Ok, I admit the title might sound a little bold.
Recently as a part of a bigger project we've been working on a piece of software that would need to generate an extensive, complex and nested hash structure, then compare it with another, previously cached version of the same structure and decide whether it's the same or different. The rest of the system has been written in perl thus logically we've selected perl for the implementation. Our hash comparison tool would be executed every 30 seconds and it had to perform well on a rather busy system. We knew that a brute-force approach of comparing each key and value recursively would definitely cause performance issues. It was time to do some cheating!
Cheating in Perl
Fast forward to my findings, here is a table comparing various solutions for hash comparison:
Rate testdeep comparedata dumper freezthaw storable jsonxs testdeep 0.152/s -- -90% -93% -94% -99% -100% comparedata 1.45/s 855% -- -29% -42% -87% -96% dumper 2.04/s 1245% 41% -- -18% -82% -95% freezthaw 2.50/s 1547% 73% 22% -- -78% -93% storable 11.3/s 7329% 678% 452% 351% -- -70% jsonxs 37.9/s 24861% 2514% 1755% 1415% 236% --
Benchmark performed by running 100 iterations of each comparison subroutine using two identical hashes occupying approximately 4MB of memory each. Tested on a server with 8GB of RAM and powered by a 64bit, 2Ghz AMD Opteron 2212 CPU
- Solution marked as testdeep above is using the eq_deeply method from the Test::Deep package.

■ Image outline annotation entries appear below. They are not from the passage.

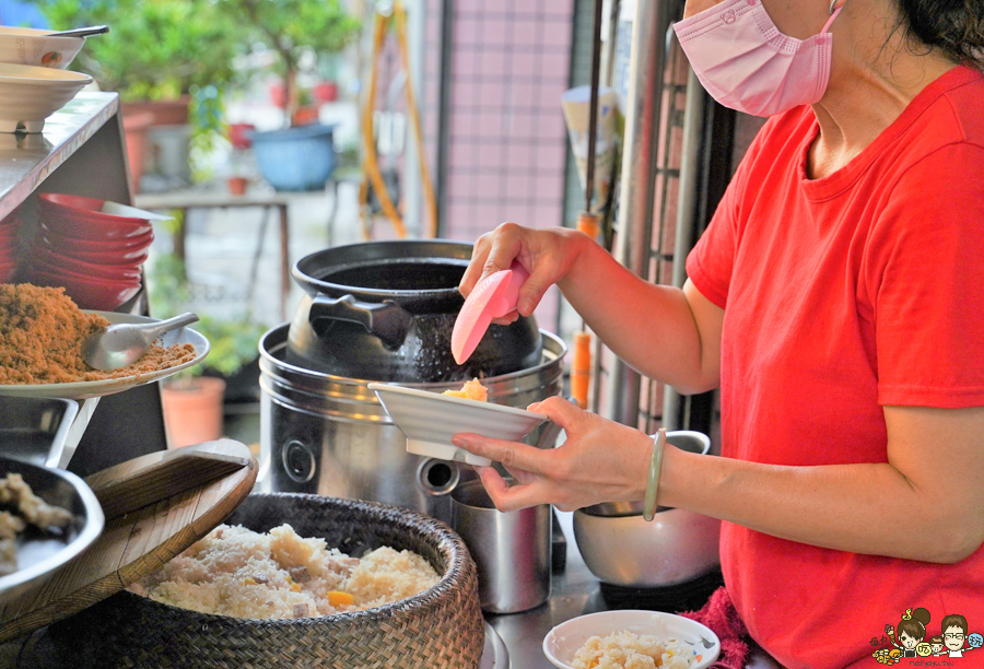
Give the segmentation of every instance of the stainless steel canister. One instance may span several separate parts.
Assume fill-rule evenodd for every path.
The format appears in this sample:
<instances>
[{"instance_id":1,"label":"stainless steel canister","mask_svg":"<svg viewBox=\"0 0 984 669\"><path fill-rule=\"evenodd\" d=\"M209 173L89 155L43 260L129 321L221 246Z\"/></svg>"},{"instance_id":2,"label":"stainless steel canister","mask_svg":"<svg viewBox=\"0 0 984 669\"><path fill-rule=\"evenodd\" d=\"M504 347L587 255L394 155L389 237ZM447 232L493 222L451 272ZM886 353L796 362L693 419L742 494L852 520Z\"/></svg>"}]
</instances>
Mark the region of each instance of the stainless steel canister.
<instances>
[{"instance_id":1,"label":"stainless steel canister","mask_svg":"<svg viewBox=\"0 0 984 669\"><path fill-rule=\"evenodd\" d=\"M450 520L448 493L476 477L471 467L407 453L372 379L332 376L285 362L288 325L260 340L260 488L374 500ZM525 409L563 389L566 347L542 331L541 362L528 369L482 379L489 401ZM460 383L406 384L441 392ZM528 437L536 444L544 431ZM552 447L555 433L541 446Z\"/></svg>"},{"instance_id":2,"label":"stainless steel canister","mask_svg":"<svg viewBox=\"0 0 984 669\"><path fill-rule=\"evenodd\" d=\"M450 496L452 527L478 566L482 610L516 613L547 601L553 523L550 505L502 513L481 481L461 483Z\"/></svg>"}]
</instances>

- Solution marked as comparedata above is using the Compare method from the Data::Compare package.
- Solution marked as freezethaw above is using the freeze method from the FreezeThaw package on both hashes then compares strings returned by this method.

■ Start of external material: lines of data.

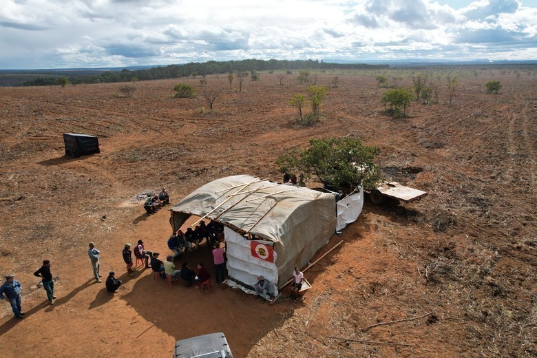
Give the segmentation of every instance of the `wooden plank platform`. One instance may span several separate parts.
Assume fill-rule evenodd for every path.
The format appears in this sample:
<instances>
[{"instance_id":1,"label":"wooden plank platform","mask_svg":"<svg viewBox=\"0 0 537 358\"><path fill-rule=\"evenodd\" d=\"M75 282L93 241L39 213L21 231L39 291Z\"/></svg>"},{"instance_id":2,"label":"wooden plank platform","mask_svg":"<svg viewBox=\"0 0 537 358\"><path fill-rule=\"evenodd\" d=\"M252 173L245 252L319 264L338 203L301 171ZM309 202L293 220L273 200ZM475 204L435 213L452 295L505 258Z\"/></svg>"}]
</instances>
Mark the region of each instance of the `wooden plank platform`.
<instances>
[{"instance_id":1,"label":"wooden plank platform","mask_svg":"<svg viewBox=\"0 0 537 358\"><path fill-rule=\"evenodd\" d=\"M411 202L427 195L426 191L401 185L397 182L385 182L377 188L382 195L405 202Z\"/></svg>"}]
</instances>

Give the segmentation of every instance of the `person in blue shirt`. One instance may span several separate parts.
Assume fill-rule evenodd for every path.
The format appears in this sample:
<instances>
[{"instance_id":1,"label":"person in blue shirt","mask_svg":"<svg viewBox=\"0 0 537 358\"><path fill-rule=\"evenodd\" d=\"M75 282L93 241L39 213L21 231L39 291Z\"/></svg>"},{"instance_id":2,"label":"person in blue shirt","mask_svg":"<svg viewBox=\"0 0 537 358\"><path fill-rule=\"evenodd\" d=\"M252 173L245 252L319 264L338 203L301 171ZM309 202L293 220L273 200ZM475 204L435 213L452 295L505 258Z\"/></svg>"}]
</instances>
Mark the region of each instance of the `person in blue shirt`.
<instances>
[{"instance_id":1,"label":"person in blue shirt","mask_svg":"<svg viewBox=\"0 0 537 358\"><path fill-rule=\"evenodd\" d=\"M99 262L99 253L101 251L95 248L95 244L90 242L89 244L90 249L87 251L87 255L90 256L90 260L92 260L92 266L93 266L93 275L95 277L96 282L102 282L99 277L103 275L99 273L99 267L101 263Z\"/></svg>"},{"instance_id":2,"label":"person in blue shirt","mask_svg":"<svg viewBox=\"0 0 537 358\"><path fill-rule=\"evenodd\" d=\"M13 275L6 276L6 282L0 286L0 298L6 299L11 304L11 309L15 318L24 318L25 313L21 308L21 291L22 285L14 279Z\"/></svg>"}]
</instances>

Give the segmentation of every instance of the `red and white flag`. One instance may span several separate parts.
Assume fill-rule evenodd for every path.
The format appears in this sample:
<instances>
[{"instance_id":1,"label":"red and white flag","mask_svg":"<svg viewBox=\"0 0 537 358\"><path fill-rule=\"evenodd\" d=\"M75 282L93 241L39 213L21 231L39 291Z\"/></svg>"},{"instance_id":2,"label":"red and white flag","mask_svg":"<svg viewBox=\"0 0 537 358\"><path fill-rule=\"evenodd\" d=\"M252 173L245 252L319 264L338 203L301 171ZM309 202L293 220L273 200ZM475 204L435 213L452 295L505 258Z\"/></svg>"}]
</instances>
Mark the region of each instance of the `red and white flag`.
<instances>
[{"instance_id":1,"label":"red and white flag","mask_svg":"<svg viewBox=\"0 0 537 358\"><path fill-rule=\"evenodd\" d=\"M258 241L250 242L252 256L269 262L274 262L274 249L271 246Z\"/></svg>"}]
</instances>

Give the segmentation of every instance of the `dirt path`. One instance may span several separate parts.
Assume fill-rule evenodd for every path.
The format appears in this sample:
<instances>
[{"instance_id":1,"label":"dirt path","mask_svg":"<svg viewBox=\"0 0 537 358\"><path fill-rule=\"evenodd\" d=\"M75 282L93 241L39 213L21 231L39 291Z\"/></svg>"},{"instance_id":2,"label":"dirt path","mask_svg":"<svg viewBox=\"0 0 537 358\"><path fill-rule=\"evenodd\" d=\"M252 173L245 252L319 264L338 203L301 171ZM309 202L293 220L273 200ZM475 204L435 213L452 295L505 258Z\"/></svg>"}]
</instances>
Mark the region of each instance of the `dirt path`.
<instances>
[{"instance_id":1,"label":"dirt path","mask_svg":"<svg viewBox=\"0 0 537 358\"><path fill-rule=\"evenodd\" d=\"M397 71L410 85L410 72ZM134 98L118 94L121 84L0 89L0 273L22 283L28 312L15 320L0 306L0 348L11 357L132 357L142 343L169 357L176 339L222 330L237 357L534 355L535 81L511 71L496 71L498 95L485 93L486 71L460 78L452 106L413 103L400 119L383 112L378 74L320 74L319 84L335 76L339 84L312 127L290 123L288 100L304 91L294 75L280 86L264 74L242 93L208 76L222 90L211 114L201 96L171 97L177 83L199 78L138 83ZM61 134L70 131L98 135L101 153L65 157ZM169 253L169 213L147 216L137 194L165 185L176 202L229 175L278 180L280 154L344 136L379 146L390 178L429 196L366 203L317 254L344 240L308 271L303 302L268 306L213 281L202 294L145 270L125 274L125 242ZM103 273L124 280L119 293L92 283L90 241L103 251ZM45 258L54 306L32 275ZM206 248L182 260L212 270Z\"/></svg>"}]
</instances>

- Solution marked as storable above is using the freeze method from the Storable package on both hashes, then compares strings returned by this method. In order to achieve comparable results the $Storable::canonical property is set to be true.
- Solution marked as jsonxs is using the encode method from the JSON::XS package on both hashes, then compares strings returned by this method. Before the encode method can be applied, module needs to be configured in order to make sure that it always produces identical output. I've have used the following method in my benchmark:
my $json = new JSON::XS;
$json->indent(0);
$json->space_after(0);
$json->space_before(0);
$json->canonical(1);
return $json->encode($hash) eq $json->encode($hash2);
So why did JSON::XS perform so much better than any other comparison/serialization method? First of all JSON format is quite good for serialization/deserialization performance (not so much for the size). But why it's really so much faster is the fact that all the actual heavy lifting is done in a nicely-optimized code written in C. Perl is just a wrapper using an XS Interface.
More cheats?
There are many more Perl XS libraries available on CPAN that can give a decent performance boost to your applications. Aside from JSON::XS we've been using two other XS packages: CSV_XS for parsing/generation of comma-separated values and YAML::XS for YAMLS serialization. Furthermore if you can think of any piece of functionality that would benefit from a C-based implementation, you can create your own Perl XS implementation thought it is not very straight forward and there is certain amount of hacking required.